The Yin and Yang of protein folding

Abstract

The study of protein aggregation saw a renaissance in the last decade, when it was discovered that aggregation is the cause of several human diseases, making this field of research one of the most exciting frontiers in science today. Building on knowledge about protein folding energy landscapes, determined using an array of biophysical methods, theory and simulation, new light is now being shed on some of the key questions in protein-misfolding diseases. This review will focus on the mechanisms of protein folding and amyloid fibril formation, concentrating on the role of partially folded states in these processes, the complexity of the free energy landscape, and the potentials for the development of future therapeutic strategies based on a full biophysical description of the combined folding and aggregation free-energy surface.

Fig. 1. A schematic energy landscape for protein folding and aggregation.

The surface shows the multitude of conformations ‘funneling’ towards the native state via intramolecular contact formation, or towards the formation of amyloid fibrils via intermolecular contacts. Recent experiments have allowed the placement of different ‘intermediate’ structures on both pathways [2,50], although detailed structural models for many of these species are not yet available. Furthermore, the species involved in converting kinetically stabilized globular structures into the thermodynamic global free energy minimum in the form of amyloid fibrils for different proteins is currently not defined.

Fig. 2. A schematic representation of the factors influencing protein folding and aggregation events in vivo.
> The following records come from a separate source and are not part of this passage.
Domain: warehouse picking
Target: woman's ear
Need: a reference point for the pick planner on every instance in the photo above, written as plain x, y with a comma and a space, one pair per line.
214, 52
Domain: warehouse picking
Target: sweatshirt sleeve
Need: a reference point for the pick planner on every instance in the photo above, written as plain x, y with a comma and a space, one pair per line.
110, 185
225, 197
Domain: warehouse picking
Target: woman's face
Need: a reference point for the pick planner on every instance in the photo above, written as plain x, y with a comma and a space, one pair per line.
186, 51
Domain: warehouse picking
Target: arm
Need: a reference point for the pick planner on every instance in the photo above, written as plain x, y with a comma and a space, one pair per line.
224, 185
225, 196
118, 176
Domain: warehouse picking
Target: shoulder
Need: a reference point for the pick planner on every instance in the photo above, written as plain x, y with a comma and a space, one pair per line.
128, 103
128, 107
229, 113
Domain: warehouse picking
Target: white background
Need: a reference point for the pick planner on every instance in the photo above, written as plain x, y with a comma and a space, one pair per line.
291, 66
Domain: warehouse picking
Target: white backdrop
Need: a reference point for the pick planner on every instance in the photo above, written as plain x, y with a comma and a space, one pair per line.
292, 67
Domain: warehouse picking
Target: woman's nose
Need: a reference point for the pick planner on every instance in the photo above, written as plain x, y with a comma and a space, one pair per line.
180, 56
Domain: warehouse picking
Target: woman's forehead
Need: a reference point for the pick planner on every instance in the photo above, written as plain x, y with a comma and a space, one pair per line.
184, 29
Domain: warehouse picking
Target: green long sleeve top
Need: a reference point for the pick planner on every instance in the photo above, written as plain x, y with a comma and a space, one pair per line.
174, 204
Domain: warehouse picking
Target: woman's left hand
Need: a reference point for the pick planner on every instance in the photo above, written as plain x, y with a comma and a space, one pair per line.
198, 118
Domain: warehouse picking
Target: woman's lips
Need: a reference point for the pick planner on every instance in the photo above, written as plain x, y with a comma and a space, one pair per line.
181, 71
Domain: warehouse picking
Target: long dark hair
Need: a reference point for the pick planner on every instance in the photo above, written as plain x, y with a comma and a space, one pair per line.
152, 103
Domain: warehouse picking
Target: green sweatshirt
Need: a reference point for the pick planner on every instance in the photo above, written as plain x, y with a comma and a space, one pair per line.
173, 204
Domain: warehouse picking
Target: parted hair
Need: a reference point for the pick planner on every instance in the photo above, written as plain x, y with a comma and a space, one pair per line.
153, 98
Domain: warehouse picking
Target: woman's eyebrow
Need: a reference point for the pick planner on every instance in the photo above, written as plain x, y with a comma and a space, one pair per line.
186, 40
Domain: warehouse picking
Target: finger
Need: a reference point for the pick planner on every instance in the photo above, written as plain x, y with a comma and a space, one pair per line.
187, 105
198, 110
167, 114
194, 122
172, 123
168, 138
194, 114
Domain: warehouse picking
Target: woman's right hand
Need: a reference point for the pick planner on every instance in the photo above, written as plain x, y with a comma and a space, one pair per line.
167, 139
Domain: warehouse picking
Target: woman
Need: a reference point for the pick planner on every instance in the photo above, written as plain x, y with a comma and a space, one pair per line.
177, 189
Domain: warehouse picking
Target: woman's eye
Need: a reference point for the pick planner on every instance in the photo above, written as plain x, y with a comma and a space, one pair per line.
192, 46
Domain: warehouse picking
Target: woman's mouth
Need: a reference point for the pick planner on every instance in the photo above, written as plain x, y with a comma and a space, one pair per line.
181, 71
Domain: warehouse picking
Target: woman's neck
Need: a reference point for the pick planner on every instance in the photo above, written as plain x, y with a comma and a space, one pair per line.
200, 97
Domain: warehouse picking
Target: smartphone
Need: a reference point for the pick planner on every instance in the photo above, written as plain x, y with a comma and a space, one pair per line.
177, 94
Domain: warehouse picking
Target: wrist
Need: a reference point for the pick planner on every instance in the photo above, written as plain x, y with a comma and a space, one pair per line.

Molecular chaperones (Hsp) as well as the ubiquitin-proteasome pathway (Ub) prevent protein unfolding and aggregation by facilitating refolding or degradation, respectively. An increased population of misfolded proteins as a result of genetic or extracellular factors may lead to a saturation of these defense mechanisms and subsequently to an increase in protein aggregation. Partially folded proteins associate with each other to form small, soluble oligomers that may undergo further assembly into protofibrils, oligomeric pores or mature fibril deposits (scale bars represent 100 nm or 10 nm for the amyloid pore) [37,38]. Whether these species can interconvert, or whether the indicated structures represent assembly end products, is dependent on the assembly conditions and the identity of the polypeptide sequence [38,50]. The toxicity of different species and their role in the development of disease is currently being explored for different protein systems [39].